While smoking may remain popular among younger generations, the older demographics and immunocompromised populations must have access to repeatable, sanitary, and predictable medical options. So, as the world sees cannabis become a staple crop once again, it will face the same rules and regulations as other products. Cannabis consumables must follow food safety regulations, as many leading brands already do. Additionally, there will be pressure for good manufacturing practices. As cannabis pharmaceuticals become more common, uniform dosage measurements will become necessary. Water-soluble cannabinoids are a possible solution for such an issue, but extracting isolates generally will likely be the future for the medicinal application of cannabis over the organic flower.
The industry requires automation and control to usher in the next era of cannabis consumption. From creating safe cannabis products on a large scale to creating hemp-based consumer goods, and cannabinoids as medicine, more sizable, automated operations will reign over the future of cannabis. As the shift occurs, cultivators must adapt to developing technology to keep up with the needs of the industry.
Professionalism Means Using Professional Methods
Now that the FDA has considered legalizing cannabis a few times, it seems inevitable that legalization and regulation are coming. Once they arrive, the farms that can prove complete compliance and scale to meet demands will thrive into the future. Those without the same level of control will likely be left behind.
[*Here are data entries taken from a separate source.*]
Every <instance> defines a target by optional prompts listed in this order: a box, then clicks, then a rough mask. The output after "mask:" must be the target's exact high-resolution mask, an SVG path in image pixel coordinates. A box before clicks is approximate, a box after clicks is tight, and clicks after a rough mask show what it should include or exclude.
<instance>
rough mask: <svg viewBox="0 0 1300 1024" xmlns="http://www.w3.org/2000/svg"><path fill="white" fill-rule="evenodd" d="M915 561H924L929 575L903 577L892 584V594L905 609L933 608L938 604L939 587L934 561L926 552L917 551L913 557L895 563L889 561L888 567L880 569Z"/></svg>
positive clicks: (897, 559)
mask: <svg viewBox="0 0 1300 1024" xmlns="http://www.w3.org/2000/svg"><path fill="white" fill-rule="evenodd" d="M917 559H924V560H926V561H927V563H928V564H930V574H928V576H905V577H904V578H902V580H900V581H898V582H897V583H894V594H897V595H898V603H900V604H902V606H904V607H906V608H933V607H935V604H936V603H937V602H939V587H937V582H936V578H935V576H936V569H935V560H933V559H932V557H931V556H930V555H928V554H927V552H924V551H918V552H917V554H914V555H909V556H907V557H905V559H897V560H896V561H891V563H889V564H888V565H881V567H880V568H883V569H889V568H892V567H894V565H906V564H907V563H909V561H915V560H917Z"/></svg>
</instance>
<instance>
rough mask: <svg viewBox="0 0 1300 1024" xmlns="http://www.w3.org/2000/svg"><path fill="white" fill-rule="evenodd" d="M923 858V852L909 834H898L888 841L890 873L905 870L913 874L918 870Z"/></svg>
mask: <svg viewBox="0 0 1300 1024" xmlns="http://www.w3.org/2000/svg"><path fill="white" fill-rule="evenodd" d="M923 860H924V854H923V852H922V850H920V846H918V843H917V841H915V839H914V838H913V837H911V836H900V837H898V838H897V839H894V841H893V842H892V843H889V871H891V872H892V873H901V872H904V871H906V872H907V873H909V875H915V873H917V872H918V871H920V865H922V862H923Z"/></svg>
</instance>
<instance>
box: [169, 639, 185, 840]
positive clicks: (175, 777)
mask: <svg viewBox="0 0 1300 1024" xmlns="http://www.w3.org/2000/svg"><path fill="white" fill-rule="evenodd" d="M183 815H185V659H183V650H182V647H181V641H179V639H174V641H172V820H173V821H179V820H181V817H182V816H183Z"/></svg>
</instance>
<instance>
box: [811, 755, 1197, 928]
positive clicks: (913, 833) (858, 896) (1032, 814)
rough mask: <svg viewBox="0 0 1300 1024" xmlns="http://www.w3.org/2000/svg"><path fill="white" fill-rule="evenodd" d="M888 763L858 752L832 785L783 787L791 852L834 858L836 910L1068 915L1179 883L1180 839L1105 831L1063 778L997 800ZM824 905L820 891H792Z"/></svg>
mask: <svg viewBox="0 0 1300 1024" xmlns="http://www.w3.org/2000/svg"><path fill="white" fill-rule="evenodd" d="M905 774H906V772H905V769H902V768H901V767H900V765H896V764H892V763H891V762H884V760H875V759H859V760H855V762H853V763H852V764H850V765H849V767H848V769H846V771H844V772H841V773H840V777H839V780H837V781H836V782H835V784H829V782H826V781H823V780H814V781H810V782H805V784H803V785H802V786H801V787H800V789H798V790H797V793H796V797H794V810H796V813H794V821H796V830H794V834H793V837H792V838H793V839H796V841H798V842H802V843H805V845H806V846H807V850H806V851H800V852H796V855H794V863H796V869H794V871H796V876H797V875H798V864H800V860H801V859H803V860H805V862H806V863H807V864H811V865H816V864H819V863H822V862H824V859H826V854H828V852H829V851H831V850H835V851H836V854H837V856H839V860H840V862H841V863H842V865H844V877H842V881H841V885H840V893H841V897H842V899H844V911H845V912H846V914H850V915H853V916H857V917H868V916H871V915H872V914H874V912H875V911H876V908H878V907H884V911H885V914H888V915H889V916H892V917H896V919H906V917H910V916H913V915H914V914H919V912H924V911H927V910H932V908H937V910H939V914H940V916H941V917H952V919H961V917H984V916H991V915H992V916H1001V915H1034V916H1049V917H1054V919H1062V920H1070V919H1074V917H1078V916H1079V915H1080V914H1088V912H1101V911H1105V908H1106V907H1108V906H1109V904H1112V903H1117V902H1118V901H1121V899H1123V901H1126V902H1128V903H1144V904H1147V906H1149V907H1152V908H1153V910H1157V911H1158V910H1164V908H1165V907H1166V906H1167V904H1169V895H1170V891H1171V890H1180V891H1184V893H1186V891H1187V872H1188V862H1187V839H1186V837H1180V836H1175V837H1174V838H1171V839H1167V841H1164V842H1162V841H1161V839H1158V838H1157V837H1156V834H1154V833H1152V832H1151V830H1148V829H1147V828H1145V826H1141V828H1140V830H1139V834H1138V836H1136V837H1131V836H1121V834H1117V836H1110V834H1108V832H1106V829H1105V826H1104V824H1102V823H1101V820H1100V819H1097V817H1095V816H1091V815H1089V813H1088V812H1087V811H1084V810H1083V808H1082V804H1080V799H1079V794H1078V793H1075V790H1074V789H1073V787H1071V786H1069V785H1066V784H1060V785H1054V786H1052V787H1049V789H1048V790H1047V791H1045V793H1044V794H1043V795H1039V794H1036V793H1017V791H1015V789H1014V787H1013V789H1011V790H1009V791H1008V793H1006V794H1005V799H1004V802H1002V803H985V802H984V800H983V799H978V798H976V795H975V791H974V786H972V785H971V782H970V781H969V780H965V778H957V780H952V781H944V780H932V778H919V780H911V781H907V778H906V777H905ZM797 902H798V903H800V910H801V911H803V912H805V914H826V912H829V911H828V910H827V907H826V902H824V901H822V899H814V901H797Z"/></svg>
However, this shift will benefit the consumer by providing uniform pricing, safe to consume goods and the broader availability of the goods they desire.
Of course, this isn't to disparage organic consumers. The boutique market may always exist and keep its well-established place within the industry. Yet even the organic space could benefit by including superior automation and control. Either way, these technologies are here to stay and will be that which defines the cannabis people purchase in the coming days.